Jarrell apparently runs an inner-city ministry that puts an emphasis on catering to a largely minority population of people in need. Kudos to him for that. I pray that his ministry helps people and bears much fruit for the Lord. It’s a wonderful calling and I’m glad he’s been obedient to it.

Unfortunately, he also seems to be following the pattern of a lot of Christians who go down this laudable path of ministry: The spirit of pride wells up in them, and they start getting the idea that Christians not similarly invested in this community must be a white supremacist.

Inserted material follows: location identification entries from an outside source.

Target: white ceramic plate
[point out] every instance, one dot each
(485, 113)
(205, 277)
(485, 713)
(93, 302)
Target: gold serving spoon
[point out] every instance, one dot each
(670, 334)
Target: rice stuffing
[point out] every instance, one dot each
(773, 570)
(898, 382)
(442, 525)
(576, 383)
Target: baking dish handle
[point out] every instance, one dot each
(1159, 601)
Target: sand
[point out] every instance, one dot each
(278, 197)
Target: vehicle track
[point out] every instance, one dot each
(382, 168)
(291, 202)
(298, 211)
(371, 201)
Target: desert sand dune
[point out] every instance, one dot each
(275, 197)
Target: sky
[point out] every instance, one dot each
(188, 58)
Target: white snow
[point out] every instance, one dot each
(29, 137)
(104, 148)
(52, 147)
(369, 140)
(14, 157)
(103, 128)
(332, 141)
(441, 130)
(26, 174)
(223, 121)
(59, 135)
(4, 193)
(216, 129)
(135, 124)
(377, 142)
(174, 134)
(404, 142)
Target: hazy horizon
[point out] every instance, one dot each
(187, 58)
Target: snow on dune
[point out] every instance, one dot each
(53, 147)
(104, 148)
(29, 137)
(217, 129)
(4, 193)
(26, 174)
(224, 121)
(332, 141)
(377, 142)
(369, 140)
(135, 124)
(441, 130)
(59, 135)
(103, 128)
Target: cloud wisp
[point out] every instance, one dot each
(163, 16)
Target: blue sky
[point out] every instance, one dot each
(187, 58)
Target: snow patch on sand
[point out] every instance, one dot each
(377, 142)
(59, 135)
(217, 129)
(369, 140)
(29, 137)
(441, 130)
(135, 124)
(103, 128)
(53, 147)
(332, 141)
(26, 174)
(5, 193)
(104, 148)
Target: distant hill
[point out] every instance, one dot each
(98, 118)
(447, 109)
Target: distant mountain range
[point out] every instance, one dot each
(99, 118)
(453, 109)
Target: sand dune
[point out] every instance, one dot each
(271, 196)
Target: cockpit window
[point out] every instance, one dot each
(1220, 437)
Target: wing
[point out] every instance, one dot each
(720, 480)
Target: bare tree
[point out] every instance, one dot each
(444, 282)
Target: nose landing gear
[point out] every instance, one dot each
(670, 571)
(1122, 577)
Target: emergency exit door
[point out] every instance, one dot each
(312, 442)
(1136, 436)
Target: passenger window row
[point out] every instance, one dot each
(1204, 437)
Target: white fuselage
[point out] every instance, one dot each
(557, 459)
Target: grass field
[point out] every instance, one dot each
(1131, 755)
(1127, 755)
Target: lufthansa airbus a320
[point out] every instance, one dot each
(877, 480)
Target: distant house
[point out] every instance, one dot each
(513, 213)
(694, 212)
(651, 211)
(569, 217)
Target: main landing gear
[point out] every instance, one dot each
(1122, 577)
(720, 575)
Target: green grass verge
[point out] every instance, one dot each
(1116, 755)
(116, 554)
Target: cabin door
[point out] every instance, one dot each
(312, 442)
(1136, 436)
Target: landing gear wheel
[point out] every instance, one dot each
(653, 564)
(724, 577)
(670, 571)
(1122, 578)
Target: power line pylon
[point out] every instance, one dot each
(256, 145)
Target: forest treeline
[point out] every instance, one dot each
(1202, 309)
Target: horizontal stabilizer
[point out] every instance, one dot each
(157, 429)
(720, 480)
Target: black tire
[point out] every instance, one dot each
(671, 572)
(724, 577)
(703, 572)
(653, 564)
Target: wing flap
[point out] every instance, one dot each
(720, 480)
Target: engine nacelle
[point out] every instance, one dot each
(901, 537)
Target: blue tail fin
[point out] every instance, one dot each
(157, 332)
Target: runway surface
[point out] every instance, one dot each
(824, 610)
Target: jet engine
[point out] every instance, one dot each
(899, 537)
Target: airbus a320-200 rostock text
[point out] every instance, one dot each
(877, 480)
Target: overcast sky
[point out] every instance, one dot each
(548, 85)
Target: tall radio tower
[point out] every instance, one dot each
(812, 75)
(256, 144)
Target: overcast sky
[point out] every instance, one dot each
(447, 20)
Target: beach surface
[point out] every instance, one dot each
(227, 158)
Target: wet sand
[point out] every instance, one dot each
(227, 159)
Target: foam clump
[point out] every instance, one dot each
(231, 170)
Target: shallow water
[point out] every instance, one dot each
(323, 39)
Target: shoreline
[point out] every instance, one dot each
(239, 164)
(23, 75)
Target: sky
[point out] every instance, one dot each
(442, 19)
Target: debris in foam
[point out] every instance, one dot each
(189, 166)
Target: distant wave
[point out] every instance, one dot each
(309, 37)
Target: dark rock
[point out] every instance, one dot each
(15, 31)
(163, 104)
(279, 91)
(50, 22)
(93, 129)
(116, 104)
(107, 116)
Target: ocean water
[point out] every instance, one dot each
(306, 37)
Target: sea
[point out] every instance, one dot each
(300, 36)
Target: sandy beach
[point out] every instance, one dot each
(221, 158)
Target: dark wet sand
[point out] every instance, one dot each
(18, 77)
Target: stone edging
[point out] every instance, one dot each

Not only that, but they get to thinking the entire modern-day Christian culture is really one of white supremacy, because it doesn’t put the same emphasis on minority communities that they do.

This usually involves a lot of projection, which we see with Jarrell’s weird claim that the Christian culture he despises believes Jesus “would only ever turn over the tables of the folks we despised.” Who teaches that? No one wants to think that Jesus’s assault against sin is aimed at anything they do, but we all recognize that when he turned over the tables of the moneychangers, he was putting  a stop to the use of God’s house for people’s own gain rather than for God’s glory.

If some conservative Christians delude themselves into thinking that can’t be about them, I have no doubt some liberal Christians do the exact same thing. Maybe even Greg Jarrell.

Yet he seems pretty sure of himself when he accuses almost the entire American church of caring nothing for the salvation or well-being of non-white people – and of being led into this apathy by a collection of trivial cultural phenomena, some of which haven’t bee in play for three decades.

This is one of the pitfalls of becoming so culturally woke. You reach people you might otherwise have never reached, but you can also develop a sense of moral superiority about yourself vis-a-vis others who stayed in more conventional lanes.

Thinking of Jesus as a white guy with long hair and a beard is pretty silly. It doesn’t make you a white supremacist. Neither does any of the other stuff Greg Jarrell thinks does.